Joining datasets by column & best practices for multi-view datasets

Hey :wave:

I would like to contribute a dataset to HF Datasets but am unsure about the best practices on how to handle datasets that have more than one view for the data.

The data: My dataset consists of two tables. The first table contains the Items, each with an ID and text. The second table contains relations between the items. Each row of the second dataset looks like (id_a, id_b, type), where id_a and id_b are IDs from the first table and type further specifies the relation.

Current processing: For my local experiments, I load both tables into memory with pandas, join the two tables together such that I get a larger table with columns (id_a, text_a, id_b, text_b, type), save that as a third CSV file. I can now read either the table with the single items or the merged table. I do not use the relations table directly beyond that.

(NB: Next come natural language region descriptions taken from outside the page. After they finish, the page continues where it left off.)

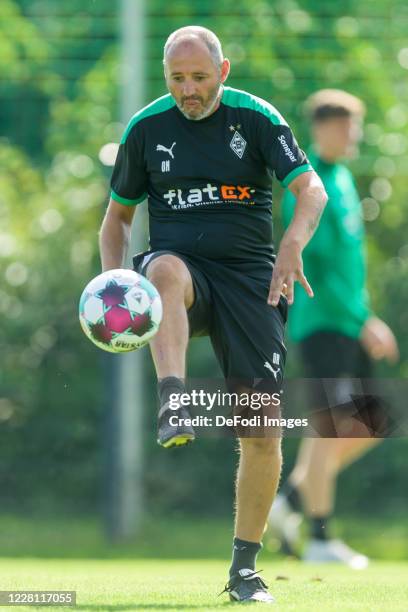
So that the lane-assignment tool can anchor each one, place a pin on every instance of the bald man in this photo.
(203, 156)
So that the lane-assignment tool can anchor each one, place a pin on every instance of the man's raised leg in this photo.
(171, 277)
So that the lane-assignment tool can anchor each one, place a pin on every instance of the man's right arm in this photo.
(114, 236)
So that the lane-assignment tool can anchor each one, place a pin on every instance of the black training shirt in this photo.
(208, 182)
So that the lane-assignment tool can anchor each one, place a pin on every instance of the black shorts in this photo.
(230, 306)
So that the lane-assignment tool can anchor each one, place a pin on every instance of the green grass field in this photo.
(194, 584)
(180, 564)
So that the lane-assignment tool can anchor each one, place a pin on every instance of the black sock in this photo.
(319, 528)
(292, 495)
(167, 386)
(244, 555)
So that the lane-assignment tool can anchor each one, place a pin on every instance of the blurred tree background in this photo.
(59, 85)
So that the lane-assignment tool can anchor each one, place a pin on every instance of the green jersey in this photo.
(334, 260)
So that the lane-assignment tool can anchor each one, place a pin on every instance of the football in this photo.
(120, 311)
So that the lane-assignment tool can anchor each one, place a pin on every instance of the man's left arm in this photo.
(311, 199)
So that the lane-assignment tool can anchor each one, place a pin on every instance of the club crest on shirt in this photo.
(238, 144)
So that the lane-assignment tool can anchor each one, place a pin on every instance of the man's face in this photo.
(338, 136)
(193, 78)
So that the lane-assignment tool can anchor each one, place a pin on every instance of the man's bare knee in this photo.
(169, 273)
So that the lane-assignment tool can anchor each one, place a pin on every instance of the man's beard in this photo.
(213, 99)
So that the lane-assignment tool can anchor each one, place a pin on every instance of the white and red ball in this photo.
(120, 311)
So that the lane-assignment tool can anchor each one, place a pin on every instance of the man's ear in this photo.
(225, 68)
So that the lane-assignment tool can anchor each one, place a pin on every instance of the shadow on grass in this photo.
(136, 606)
(78, 537)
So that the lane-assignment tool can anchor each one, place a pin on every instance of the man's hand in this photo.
(311, 199)
(288, 269)
(379, 341)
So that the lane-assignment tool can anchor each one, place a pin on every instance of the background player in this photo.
(204, 155)
(338, 336)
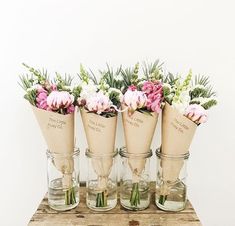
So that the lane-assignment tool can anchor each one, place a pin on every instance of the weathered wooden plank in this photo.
(81, 215)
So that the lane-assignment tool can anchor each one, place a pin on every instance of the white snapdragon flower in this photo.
(34, 87)
(134, 99)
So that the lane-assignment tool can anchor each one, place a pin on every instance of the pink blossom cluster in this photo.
(196, 113)
(55, 100)
(154, 93)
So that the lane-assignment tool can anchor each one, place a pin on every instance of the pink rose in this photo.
(41, 99)
(59, 99)
(196, 113)
(132, 88)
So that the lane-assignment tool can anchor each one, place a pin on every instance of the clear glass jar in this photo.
(134, 180)
(63, 180)
(101, 181)
(171, 186)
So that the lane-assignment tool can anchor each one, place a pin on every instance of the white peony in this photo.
(98, 103)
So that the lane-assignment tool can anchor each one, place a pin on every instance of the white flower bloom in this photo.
(34, 87)
(88, 90)
(135, 99)
(98, 103)
(118, 78)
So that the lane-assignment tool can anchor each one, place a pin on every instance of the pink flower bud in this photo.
(59, 99)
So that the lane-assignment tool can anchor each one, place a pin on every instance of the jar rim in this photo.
(181, 156)
(123, 153)
(93, 155)
(49, 153)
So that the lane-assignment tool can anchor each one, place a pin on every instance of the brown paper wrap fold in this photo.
(100, 133)
(177, 135)
(139, 129)
(58, 132)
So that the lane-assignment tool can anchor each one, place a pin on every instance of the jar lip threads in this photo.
(124, 153)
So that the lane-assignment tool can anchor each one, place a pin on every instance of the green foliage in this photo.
(112, 78)
(210, 103)
(153, 71)
(63, 83)
(130, 76)
(202, 92)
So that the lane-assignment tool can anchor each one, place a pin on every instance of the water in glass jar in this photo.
(175, 200)
(111, 195)
(58, 196)
(125, 194)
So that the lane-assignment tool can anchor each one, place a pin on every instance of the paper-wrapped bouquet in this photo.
(141, 105)
(53, 105)
(99, 102)
(186, 106)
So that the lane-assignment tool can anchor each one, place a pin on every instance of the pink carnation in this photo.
(59, 99)
(132, 88)
(196, 113)
(154, 93)
(134, 99)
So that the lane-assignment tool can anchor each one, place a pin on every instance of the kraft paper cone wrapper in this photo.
(58, 132)
(177, 134)
(139, 129)
(100, 133)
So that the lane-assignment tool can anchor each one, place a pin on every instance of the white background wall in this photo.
(59, 34)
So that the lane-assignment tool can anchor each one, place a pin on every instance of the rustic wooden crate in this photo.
(81, 216)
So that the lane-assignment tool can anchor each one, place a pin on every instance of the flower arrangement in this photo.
(142, 98)
(99, 102)
(186, 107)
(47, 95)
(191, 98)
(52, 101)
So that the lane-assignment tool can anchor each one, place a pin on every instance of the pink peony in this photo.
(98, 103)
(41, 99)
(154, 93)
(196, 113)
(70, 109)
(132, 88)
(134, 100)
(59, 99)
(53, 87)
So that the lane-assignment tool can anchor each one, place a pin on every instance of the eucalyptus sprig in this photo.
(30, 80)
(113, 78)
(153, 71)
(130, 76)
(202, 92)
(63, 84)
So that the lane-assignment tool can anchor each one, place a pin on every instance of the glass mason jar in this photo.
(134, 180)
(63, 180)
(171, 181)
(101, 181)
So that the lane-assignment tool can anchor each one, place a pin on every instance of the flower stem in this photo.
(162, 199)
(101, 199)
(135, 195)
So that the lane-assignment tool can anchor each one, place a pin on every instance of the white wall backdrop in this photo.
(59, 35)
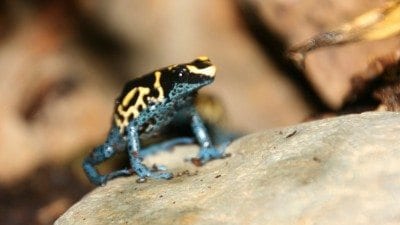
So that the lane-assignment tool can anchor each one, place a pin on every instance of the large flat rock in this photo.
(344, 170)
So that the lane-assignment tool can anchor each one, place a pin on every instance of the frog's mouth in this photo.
(207, 71)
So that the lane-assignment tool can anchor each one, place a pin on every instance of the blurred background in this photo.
(62, 64)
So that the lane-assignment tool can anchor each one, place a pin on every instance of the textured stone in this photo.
(344, 170)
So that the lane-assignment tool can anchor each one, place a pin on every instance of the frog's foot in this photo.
(143, 172)
(208, 154)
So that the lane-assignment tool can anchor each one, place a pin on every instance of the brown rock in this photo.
(343, 170)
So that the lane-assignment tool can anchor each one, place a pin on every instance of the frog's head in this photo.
(183, 79)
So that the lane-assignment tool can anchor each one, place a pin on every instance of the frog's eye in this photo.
(183, 72)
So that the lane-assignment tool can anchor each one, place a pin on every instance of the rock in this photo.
(337, 65)
(342, 170)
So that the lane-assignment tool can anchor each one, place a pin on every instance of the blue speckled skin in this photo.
(178, 101)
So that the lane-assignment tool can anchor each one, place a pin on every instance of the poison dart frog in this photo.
(146, 106)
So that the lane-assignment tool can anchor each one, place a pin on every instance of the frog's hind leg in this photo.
(99, 155)
(207, 150)
(165, 145)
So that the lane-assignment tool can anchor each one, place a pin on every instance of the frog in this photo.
(145, 107)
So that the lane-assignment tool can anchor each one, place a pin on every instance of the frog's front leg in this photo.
(207, 149)
(99, 155)
(135, 160)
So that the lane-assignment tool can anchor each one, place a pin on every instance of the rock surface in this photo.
(344, 170)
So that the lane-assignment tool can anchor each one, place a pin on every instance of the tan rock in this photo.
(343, 170)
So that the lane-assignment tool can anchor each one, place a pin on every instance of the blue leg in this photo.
(99, 155)
(166, 145)
(134, 157)
(207, 150)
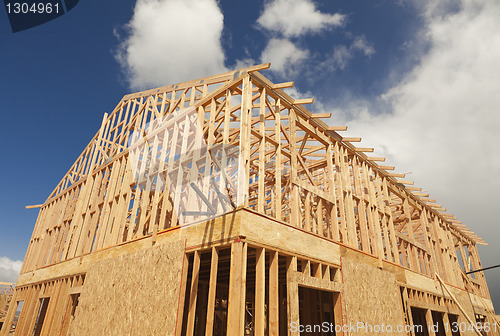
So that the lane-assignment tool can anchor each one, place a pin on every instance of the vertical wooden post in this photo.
(245, 125)
(333, 225)
(262, 152)
(277, 131)
(237, 289)
(182, 295)
(193, 294)
(260, 291)
(273, 294)
(294, 199)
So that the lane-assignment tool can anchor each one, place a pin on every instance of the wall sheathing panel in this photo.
(136, 294)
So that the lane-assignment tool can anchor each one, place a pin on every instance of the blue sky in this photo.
(418, 80)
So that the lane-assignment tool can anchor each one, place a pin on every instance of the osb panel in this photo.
(371, 296)
(134, 294)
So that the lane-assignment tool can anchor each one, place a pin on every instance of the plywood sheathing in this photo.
(136, 294)
(370, 295)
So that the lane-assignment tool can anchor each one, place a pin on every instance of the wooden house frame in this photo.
(311, 229)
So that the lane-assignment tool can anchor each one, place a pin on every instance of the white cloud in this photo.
(9, 269)
(293, 18)
(284, 56)
(444, 115)
(342, 55)
(171, 41)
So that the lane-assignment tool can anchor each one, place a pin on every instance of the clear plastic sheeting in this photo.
(171, 156)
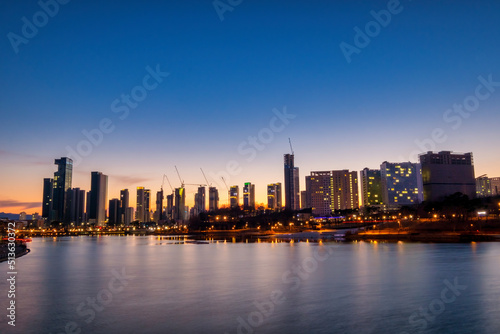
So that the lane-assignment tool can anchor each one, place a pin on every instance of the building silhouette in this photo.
(62, 182)
(158, 215)
(125, 219)
(446, 173)
(48, 195)
(292, 189)
(75, 206)
(333, 190)
(114, 210)
(234, 196)
(274, 196)
(180, 204)
(97, 198)
(249, 195)
(401, 183)
(371, 187)
(199, 201)
(213, 199)
(143, 205)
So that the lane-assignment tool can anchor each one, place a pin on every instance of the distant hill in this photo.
(11, 216)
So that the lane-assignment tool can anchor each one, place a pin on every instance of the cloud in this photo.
(131, 180)
(26, 157)
(23, 205)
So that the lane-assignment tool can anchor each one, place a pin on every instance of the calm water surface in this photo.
(139, 284)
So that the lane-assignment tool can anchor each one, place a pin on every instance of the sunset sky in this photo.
(228, 79)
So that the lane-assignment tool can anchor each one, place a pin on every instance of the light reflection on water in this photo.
(214, 288)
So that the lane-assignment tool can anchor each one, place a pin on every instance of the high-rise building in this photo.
(75, 205)
(495, 186)
(274, 196)
(213, 199)
(48, 191)
(483, 186)
(143, 205)
(158, 215)
(371, 187)
(124, 204)
(180, 204)
(62, 182)
(170, 206)
(129, 213)
(114, 210)
(401, 183)
(305, 195)
(446, 173)
(234, 196)
(292, 189)
(98, 198)
(333, 190)
(249, 195)
(199, 201)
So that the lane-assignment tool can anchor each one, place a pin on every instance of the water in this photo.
(253, 288)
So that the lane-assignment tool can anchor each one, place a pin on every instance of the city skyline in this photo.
(202, 109)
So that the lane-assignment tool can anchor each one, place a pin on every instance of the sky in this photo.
(222, 85)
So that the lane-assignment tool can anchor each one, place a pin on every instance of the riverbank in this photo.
(21, 250)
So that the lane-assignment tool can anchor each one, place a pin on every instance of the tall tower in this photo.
(159, 206)
(98, 198)
(234, 196)
(124, 202)
(213, 199)
(180, 204)
(249, 195)
(292, 190)
(143, 202)
(48, 196)
(199, 200)
(62, 182)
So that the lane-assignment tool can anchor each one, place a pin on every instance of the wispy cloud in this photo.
(25, 157)
(130, 180)
(24, 205)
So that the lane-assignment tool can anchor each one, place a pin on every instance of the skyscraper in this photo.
(371, 187)
(124, 204)
(333, 190)
(483, 186)
(495, 186)
(142, 205)
(305, 195)
(75, 205)
(114, 210)
(234, 196)
(199, 202)
(159, 206)
(401, 183)
(170, 206)
(446, 173)
(274, 196)
(98, 198)
(292, 189)
(249, 196)
(180, 204)
(62, 182)
(48, 191)
(213, 199)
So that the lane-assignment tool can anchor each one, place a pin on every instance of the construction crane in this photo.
(163, 182)
(209, 184)
(182, 182)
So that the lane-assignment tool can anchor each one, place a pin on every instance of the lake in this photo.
(147, 284)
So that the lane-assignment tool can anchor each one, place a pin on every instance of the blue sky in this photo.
(226, 77)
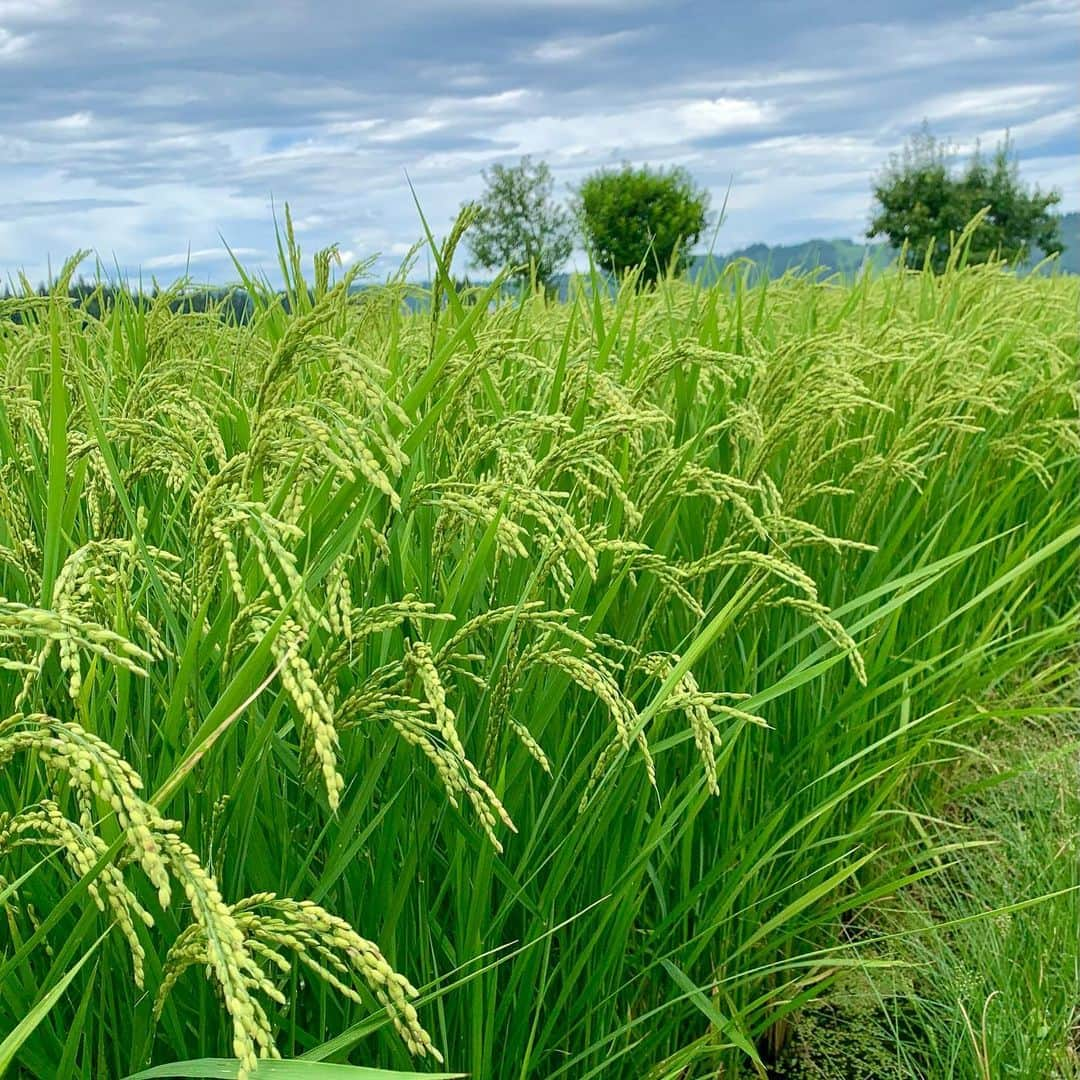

I have two questions here:

  1. I read in some other topic that it is recommended to first join the data and then read the joined data with the datasets loaders. Is there any way to implement the Pandas join with Huggingface Datasets?
  2. How would I publish this as a hf dataset such that potential users can use either the items from the first table or the paired items from the second table?

Not all items from the first table have a relation. If I only publish the merged table, I would thus lose a large portion of the raw dataset. Additionally, many items also have more than one relation. If I upload the pre-merged table, it would contain a lot of redundant texts.

Thank you very much in advance!

Hi! datasets currently doesn’t support SQL queries, but we plan to add support for that soon. Before that happens, it’s probably best to either upload the merged table alongside the original tables or the original tables only with the code in README that can be used to merge them.

1 Like

How do I merge(join) two HF datasets based on a common column using map function

currently, I am doing this
def add_columns_train(example, index):
example.update(train_dataset[index])
example.update(labeled_train[index])
return example

But it does based on the same index, I want to merge based on a common column say ‘UID’

You need to have a dict {column_value: index} or do the merge by converting the dataset to Pandas or Polars that support joins for example (using to_pandas() or to_polars())